Sacredstar said:
Please tell us more Q
Perhaps this would be a good place for you to explain the diferences between the protestant and catholic strands.
being love
kim xx
No, A Celtic Christian (Catholic type), is Catholic and loyal to Rome. It is just that at one time Rome ticked the Abbots and Abbesses of Ireland off (circa 650), and almost paid for it at the pointy end of a broad sword, held by women and men who were bonified priests of the Church...
The ironic thing is that before Patrick, the Irish were loathe to place word on paper (or anything else), even though they had a written language. After Patrick, however, the monks went to town (often adding their own little diddys in the margins of books they were transcribing (often raucous).
When Rome sent a council to Ireland to meet these mysterious "churchmen" who so fastidiously adhered to the transcribing of sacred history, they were stunned to find "women" as priests. Several Bishops ordered the women to be put to death, only to find their own throats in sudden peril, by the very same women (priests), who carried broad swords under their cassacks larger and heavier than that which the council's guard carried...and the women priests were much faster, and much quicker to dispatch anyone who attempted to harm the "faith" as it were...even those sent from Rome...
Good reading on this is
How the Irish Saved Civilization, by Thomas Cahill. Anchor Books, 1995.

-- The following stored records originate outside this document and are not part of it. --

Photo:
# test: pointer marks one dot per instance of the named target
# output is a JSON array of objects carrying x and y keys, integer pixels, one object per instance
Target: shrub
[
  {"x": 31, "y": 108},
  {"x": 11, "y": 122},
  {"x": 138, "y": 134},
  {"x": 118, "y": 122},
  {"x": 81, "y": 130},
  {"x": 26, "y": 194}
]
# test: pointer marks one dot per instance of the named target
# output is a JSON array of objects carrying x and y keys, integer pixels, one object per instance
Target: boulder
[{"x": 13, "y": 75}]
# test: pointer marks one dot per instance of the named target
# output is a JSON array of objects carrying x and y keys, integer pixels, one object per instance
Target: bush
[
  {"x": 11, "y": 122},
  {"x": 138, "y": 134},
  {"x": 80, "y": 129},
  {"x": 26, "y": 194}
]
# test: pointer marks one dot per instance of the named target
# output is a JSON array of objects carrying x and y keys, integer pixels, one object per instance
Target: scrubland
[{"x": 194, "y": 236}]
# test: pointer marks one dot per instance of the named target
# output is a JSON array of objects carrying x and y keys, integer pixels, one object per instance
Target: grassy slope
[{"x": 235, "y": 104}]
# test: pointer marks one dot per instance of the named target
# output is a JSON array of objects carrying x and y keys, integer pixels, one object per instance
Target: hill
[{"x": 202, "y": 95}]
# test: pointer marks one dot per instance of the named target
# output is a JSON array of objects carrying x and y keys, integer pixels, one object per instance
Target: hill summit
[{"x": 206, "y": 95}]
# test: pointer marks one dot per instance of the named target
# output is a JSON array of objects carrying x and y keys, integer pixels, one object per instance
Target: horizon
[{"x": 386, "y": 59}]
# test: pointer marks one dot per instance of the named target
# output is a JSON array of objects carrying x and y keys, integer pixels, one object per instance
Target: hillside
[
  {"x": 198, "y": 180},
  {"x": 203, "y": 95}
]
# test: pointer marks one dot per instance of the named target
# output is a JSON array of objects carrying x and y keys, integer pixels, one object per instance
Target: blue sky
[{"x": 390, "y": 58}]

"Cahill outlines the fall of the Roman world to the invading barbarians and the conversion of Ireland to Christianity. The barbarians destroyed the Roman civilization including librarians that could have preserved Latin learning. The Irish love for the written and spoken word led their monks to preserve Christian literature as well as all writing that came their way. The Christian monks and their manuscripts survived in Ireland because they were sufficiently out of the way that they did not attract the attention of the invaders. After the barbarians set up their nations in the former empire, the Irish monks invaded England and then continental Europe as Christian missionaries founding monasteries and producing their manuscripts. The continent needed them; Cahill describes the intellectual world these missionaries found:
The intellectual disciplines of distinction, definition, and dialectic that had once been the glory of men like Augustine were unobtainable by readers in the Dark Ages, whose apprehension of the world was simple and immediate, framed in myth and magic. A man no longer subordinated one thought to another with mathematical precision; instead, he apprehended similarities and balances, types and paradigms, parallels and symbols. It was a world not of thought, but of images."
And yes, St Bridget is a popular Saint within my family's way, Even though her roots are suspect in Druidic folklore. But then, any other "ethnic group" has their own additions to the faith...culturally.
As long as it does not detract from the truth that we need to be saved...Jesus, and Jesus alone does this.
By the way, almost everyone of those "monks" paid with their lives, and died uttering Jesus' name on their lips, not Conan, not Calhoun, not Connacht, Jesus.